Owen Barfield was born in 1898, twenty days before C.S. Lewis, during the last years of the Victorian era. He died in 1997, a few months after Tony Blair became British Prime Minister.
Educated at Oxford, a solicitor for most of his working life, he lived in London and Sussex. He wrote novellas, poems, plays, books and essays. In his youth, he became an expert gymnast and philologist.
Above all, he devoted his efforts insofar as he could “to the secret life of words”, as biographers Philip and Carol Zaleski put it in their account of the Inklings. Barfield was a founding member of the fabled circle that included C.S. Lewis and J.R.R. Tolkien. He was the last of them to die.
He first met Lewis when he went up to Wadham College in 1919. It was not a happy time for him. He became acutely depressed by what he later called “the caged materialism of the age”. In a letter to a friend, he described feeling as if he were falling in on himself “like an ingrowing toe-nail”.
“My self is the only thing that exists, and I wear the external world about me like a suit of clothes – my own body included,” he continued. The sense of feeling trapped in his inner life, like a castaway on an island of consciousness, was for a time intolerable.

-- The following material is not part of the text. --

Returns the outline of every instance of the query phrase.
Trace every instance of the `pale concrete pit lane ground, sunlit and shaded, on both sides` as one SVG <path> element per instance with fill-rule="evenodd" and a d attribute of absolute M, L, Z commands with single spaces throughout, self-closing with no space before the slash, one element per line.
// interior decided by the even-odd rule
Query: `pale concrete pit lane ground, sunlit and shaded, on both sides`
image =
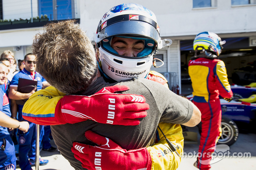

A combination of love and poetry was his salvation. They brought a redemption that came without warning one evening in 1920 when the clouds of his despondency lifted. It was a radical re-orientating of his mind, a conversion, which he understood as a spiritual awakening: at base, he had been cured of a spiritual disease.
He realised that a desire for beauty, which had been stirred by falling in love with the woman who would become his wife, could be found not only in his mind, not only in his beloved, but throughout the cosmos and nature. There is a store of treasures that is permanent and never ceases giving. The revelation was profound and determinative, shaping the rest of his life.